Results on the Esposalles Dataset. Table 7 compares the performance scores on the manual and HTR transcriptions of the Esposalles dataset, with the previous best results on this task, using the Esposalles metric. Using the dedicated Esposalles scorer, Flair outperforms the best published result on this dataset [21]. All the tested models yield similar and competitive results.

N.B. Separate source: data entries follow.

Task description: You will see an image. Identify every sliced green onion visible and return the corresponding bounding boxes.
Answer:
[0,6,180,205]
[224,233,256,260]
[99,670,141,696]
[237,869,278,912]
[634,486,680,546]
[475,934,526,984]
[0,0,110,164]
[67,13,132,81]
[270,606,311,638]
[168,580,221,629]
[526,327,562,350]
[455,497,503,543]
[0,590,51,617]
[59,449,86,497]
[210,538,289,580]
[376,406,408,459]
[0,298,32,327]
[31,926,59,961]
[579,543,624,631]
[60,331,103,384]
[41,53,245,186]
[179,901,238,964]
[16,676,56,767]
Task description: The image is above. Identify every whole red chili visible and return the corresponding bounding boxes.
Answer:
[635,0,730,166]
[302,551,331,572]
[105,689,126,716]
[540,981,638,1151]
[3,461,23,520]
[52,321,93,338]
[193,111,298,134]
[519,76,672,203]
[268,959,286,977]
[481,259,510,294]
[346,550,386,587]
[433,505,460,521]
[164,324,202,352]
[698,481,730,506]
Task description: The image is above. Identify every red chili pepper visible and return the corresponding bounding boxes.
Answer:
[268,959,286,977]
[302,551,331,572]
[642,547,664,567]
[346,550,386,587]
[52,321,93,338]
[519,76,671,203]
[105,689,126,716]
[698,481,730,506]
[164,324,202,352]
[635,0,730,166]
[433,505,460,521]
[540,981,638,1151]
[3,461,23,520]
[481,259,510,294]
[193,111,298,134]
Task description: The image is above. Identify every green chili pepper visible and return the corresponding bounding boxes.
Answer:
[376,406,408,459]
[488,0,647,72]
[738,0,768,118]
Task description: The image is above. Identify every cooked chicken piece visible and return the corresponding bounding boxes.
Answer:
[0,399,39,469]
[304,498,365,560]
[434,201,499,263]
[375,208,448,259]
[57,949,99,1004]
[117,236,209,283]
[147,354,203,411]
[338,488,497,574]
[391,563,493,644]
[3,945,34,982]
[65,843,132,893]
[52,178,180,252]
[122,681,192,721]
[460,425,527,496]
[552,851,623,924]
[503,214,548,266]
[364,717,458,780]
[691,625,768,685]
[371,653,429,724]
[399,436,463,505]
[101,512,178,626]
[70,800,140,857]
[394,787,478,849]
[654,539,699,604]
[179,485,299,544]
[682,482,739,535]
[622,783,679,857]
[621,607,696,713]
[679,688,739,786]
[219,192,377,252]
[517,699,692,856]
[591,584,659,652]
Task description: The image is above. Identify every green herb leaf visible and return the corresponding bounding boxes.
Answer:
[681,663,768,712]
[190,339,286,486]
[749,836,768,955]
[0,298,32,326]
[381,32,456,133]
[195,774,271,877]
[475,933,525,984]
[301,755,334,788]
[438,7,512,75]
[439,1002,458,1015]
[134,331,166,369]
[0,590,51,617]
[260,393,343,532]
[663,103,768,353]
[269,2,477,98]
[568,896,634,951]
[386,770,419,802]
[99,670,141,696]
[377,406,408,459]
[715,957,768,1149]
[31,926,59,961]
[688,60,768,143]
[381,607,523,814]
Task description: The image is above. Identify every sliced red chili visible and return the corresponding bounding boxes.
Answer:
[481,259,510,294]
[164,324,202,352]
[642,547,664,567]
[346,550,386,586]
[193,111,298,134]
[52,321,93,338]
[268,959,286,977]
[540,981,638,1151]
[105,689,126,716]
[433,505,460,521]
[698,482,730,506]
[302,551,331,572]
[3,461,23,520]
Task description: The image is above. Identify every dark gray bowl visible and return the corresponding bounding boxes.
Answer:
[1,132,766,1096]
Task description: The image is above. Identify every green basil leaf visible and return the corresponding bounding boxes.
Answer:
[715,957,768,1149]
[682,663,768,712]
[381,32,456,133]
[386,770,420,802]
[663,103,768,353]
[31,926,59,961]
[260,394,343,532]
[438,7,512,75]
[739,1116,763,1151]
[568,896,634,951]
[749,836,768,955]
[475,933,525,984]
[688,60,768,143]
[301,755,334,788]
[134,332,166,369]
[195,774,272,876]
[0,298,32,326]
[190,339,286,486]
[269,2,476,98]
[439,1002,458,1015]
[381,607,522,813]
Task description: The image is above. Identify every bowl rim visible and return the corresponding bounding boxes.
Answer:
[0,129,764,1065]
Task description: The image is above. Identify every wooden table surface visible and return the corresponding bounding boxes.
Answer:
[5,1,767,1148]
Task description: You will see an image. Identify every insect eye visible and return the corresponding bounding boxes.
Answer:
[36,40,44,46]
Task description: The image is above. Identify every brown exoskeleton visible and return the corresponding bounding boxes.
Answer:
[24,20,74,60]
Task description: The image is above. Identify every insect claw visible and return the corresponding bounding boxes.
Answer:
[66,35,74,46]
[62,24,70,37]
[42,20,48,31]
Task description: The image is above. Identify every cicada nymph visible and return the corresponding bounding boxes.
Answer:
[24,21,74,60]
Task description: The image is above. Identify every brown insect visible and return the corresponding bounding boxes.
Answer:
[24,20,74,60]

7 Conclusions and Future Work

In this study, we presented a comparison of three off-the-shelf open-source NER libraries on three historical datasets which include five different languages: Czech, German, Latin, Catalan and French. The NER models were evaluated on both manual and automatic transcriptions of the handwritten documents. We showed that, in the case of low or moderate error rates, while the drop in performance of the NER on the recognized text is limited, the quality of text line detection has a large impact on the results. We also showed that multilingual models, for both HTR and NER, demonstrated competitive performance and represent a viable option in case of scarce training data. None of the three compared library outperforms the other, thus, we recommend testing the three of them (with default hyperparameters). Finally, using Flair NER, we established state-of-the-art results on the Esposalles dataset. As future work, we envision a study of other off-the-shelf models for NER, Transformer-based [24], recently provided by spaCy and Stanza. We are also considering in exploring some multitask methods, especially curated for nested entities in digitized documents [8, 15].